2019-04-14 22:18:07.111   // start
2019-04-14 22:18:07.116 // end

Using ThreadCustom class:

2019-04-14 22:26:42.339
2019-04-14 22:26:42.341
Gray
  • 115,027
  • 24
  • 293
  • 354
Danyal Sandeelo
  • 12,196
  • 10
  • 47
  • 78
  • 1
    My first guess would be locking of several threads at a time trying to perform the output. However, it's not really a proper benchmark. – daniu Apr 14 '19 at 17:06
  • 1
    `System.out.println` is thread-safe, so all of your threads are constantly in contention. – Jacob G. Apr 14 '19 at 17:08
  • @JacobG. so it causes delay because it allows one thread to use it at a time? – Danyal Sandeelo Apr 14 '19 at 17:09
  • @DanyalSandeelo I'd say yes, as only one thread can be printing at a given time. I'd assume that the synchronization overhead is what's causing the delay. – Jacob G. Apr 14 '19 at 17:12
  • @JacobG. I see, I am aware of the fact that threads are beneficial when the operations are IO intensive not CPU intensive. In the given scenario, the process is one so at a time one even if I do not print only one thread would have the time slice to perform iteration ..right? – Danyal Sandeelo Apr 14 '19 at 17:14
  • You are thinking in terms of a computer with one CPU. Those are almost non-existent today. Of course you may not have 10 available cores in your computer, but up to the number of free cores, your statement is wrong. And in IO intensive tasks, you must make sure that different IO resources are accessed. – RealSkeptic Apr 14 '19 at 17:17
  • @RealSkeptic this java process would execute on 1 core, no? be it any one among free. – Danyal Sandeelo Apr 14 '19 at 17:20
  • Each thread will run on its own core, unless there are not enough cores available, in which case there will be time slicing and context switching between the existing cores. – RealSkeptic Apr 14 '19 at 17:54
  • @RealSkeptic yes, I get the idea now. Thanks! – Danyal Sandeelo Apr 15 '19 at 08:03
  • And see https://stackoverflow.com/questions/504103/how-do-i-write-a-correct-micro-benchmark-in-java ... I am tempted to close this one of as DUP to that. – GhostCat Apr 15 '19 at 08:08
  • @GhostCat writing benchmarks is fine but let's keep this open since it more of conceptual understanding of the way threads get processed by OS on multicore processors. – Danyal Sandeelo Apr 15 '19 at 08:20
  • 1
    You are welcome always glad to help, in whatever way helps ;-) – GhostCat Apr 15 '19 at 08:39
  • map reduce is multi tasking on different nodes. That's definitely more powerful but needs resources. Multicore processors would do some good part of the job. – Danyal Sandeelo Apr 17 '19 at 06:24

2 Answers2

1

The extra time is spent in two ways: 1) the overhead involved in setting up each threads execution context 2) the likely scenario that you are spawning more threads than there are logical processors available in your main processor

Since the amount of processing required to increment a loop and print an integer is minimal, this will, in the majority of cases result in degraded performance in a parallel environment.

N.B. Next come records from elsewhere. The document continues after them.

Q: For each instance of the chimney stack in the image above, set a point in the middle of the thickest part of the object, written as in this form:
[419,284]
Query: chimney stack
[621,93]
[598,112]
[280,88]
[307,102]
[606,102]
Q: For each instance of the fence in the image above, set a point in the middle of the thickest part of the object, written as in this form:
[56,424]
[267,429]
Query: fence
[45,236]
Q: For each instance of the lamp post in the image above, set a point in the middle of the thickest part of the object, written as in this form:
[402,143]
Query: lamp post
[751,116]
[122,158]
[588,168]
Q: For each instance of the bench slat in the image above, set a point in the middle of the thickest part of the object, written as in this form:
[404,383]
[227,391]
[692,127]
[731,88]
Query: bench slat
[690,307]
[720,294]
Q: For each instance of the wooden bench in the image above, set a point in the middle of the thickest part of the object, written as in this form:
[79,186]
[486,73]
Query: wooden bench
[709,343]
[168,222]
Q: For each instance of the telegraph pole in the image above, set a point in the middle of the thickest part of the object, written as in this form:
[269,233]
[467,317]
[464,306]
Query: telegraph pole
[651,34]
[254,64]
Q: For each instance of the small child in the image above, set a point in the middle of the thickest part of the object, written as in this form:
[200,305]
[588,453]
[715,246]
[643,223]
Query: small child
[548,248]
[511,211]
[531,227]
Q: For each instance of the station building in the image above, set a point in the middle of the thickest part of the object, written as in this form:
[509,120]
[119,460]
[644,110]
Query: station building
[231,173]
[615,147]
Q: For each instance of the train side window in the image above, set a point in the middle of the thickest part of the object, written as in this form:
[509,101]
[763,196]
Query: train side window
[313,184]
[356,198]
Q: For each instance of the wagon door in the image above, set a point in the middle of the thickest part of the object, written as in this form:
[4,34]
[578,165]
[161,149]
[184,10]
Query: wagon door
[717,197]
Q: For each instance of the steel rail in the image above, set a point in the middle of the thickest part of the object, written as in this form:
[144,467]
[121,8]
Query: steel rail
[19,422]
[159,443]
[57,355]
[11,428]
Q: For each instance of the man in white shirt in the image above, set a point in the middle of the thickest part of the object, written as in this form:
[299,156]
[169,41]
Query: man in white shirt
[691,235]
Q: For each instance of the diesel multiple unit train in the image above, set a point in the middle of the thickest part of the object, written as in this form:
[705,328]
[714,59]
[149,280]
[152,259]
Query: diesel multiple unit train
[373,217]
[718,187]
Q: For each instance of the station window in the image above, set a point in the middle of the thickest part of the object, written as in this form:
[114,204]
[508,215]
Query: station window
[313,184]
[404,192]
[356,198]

If you were however to do something like count the distinct pixel colors on any given image during each iteration, you would see a significant performance advantage when using multiple threads.

1

I wrote a program in Java to print [1 million] in a for loop... I created 10 objects of my custom thread class, ... but it takes around 9.5 seconds. What's the reason for this 2 seconds delay?

Threads are only faster if they can work independently. In the case of printing numbers to System.out, all of the threads are trying to contest for access to the same resource System.out which is a synchronized PrintStream. This means that most of the time is wasted waiting for another thread to release the lock on System.out. Any additional "delay" with threaded programs is most likely because of the lock contention and the context switching between the threads.

To test thread speed appropriately, you need to run some sort of independent CPU task in each thread. Calculating Math.sqrt(...) a bunch of times is a better example. On my newer Macbook, I can do 1 billion (with a b) Math.sqrt(...) calls in ~8.1 seconds but 10 threads can each do 100 million in ~1.1 seconds in parallel. But wait, you might say, 10 * 1.1 > 8 seconds of total CPU. I have 4 cores, so with 10 threads running, there is a lot of in and out of the CPUs. 4 threads doing 250m each take 2.1 seconds which is a lot closer to 8.1 secs with the single thread example.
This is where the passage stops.